Re: [PATCH] Add builtin dump command, to query a repository using a pipe.

Junio C Hamano <gitster@xxxxxxxxx> · Sat, 26 Jan 2008 01:35:44 -0800

Han-Wen Nienhuys <hanwen@xxxxxxxxx> writes:

> This command prints either contents or metadata on stdout for SHA1s or
> symbolic object names supplied to its stdin, so you can extract many
> pieces of data of the repository using a single subprocess.
>
> Documentation will follow once the code is approved.

I will comment on this part at the end.

> +typedef unsigned char sha1_t[20];

Hmph.  We do not seem to do typedefs like this elsewhere.  Would
it be worth doing so everywhere?  I generally stay away from a
new type that is "an array of some type".

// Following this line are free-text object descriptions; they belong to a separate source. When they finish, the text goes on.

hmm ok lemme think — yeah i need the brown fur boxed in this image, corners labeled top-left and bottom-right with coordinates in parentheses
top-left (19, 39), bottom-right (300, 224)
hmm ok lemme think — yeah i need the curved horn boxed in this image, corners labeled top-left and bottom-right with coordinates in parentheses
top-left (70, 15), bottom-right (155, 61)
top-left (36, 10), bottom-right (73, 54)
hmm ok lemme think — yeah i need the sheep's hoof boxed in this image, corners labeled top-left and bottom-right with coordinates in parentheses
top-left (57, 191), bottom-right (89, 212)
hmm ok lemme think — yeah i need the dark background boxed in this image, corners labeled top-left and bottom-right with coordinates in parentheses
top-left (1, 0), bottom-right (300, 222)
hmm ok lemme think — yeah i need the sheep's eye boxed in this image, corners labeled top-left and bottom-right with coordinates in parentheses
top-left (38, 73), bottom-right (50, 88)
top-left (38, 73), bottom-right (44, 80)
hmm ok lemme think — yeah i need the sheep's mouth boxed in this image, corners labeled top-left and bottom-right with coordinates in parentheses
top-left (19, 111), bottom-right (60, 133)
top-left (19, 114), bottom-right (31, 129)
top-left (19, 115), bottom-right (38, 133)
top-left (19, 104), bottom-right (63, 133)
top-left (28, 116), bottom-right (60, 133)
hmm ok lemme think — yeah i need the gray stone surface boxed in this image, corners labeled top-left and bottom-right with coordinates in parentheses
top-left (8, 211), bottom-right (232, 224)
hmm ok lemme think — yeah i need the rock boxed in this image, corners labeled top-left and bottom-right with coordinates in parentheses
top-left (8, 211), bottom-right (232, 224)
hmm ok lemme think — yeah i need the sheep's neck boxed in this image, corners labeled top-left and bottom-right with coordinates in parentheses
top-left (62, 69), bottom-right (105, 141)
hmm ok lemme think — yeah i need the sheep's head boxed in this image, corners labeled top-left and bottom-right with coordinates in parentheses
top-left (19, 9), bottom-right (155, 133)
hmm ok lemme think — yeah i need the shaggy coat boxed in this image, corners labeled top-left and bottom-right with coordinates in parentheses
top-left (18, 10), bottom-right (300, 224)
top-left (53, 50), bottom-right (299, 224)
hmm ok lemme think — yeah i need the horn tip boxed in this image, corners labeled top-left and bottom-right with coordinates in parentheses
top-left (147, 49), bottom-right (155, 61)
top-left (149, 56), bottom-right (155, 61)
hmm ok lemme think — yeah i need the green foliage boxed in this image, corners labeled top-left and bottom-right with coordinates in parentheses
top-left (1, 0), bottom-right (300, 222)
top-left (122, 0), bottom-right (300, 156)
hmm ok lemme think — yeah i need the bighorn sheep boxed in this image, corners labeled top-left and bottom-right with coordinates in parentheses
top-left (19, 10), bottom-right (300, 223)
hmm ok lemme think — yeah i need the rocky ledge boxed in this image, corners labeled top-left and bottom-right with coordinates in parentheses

> +void print_metadata(struct strbuf command_buf) {

Style.  "{" at the beginning of a function goes to the beginning
of a line.

Are you sure you want to pass "struct strbuf" by value?  As you
do not use anything other than its .buf, you may instead want to
make the parameter "const char *" and have the caller do buf.buf
business.

> +	char *obj_name = strchr(command_buf.buf, ' ') + 1;

Wasts reader's time by making him wonder if this needs to check
for malformed command buffer.  The answer happens to be no only
because the caller does something stupid ;-)

	if (!prefixcmp(command_buf.buf, "metadata "))
		print_metadata(command_buf);

and the strchr is guaranteed to find that ' ' after metadata.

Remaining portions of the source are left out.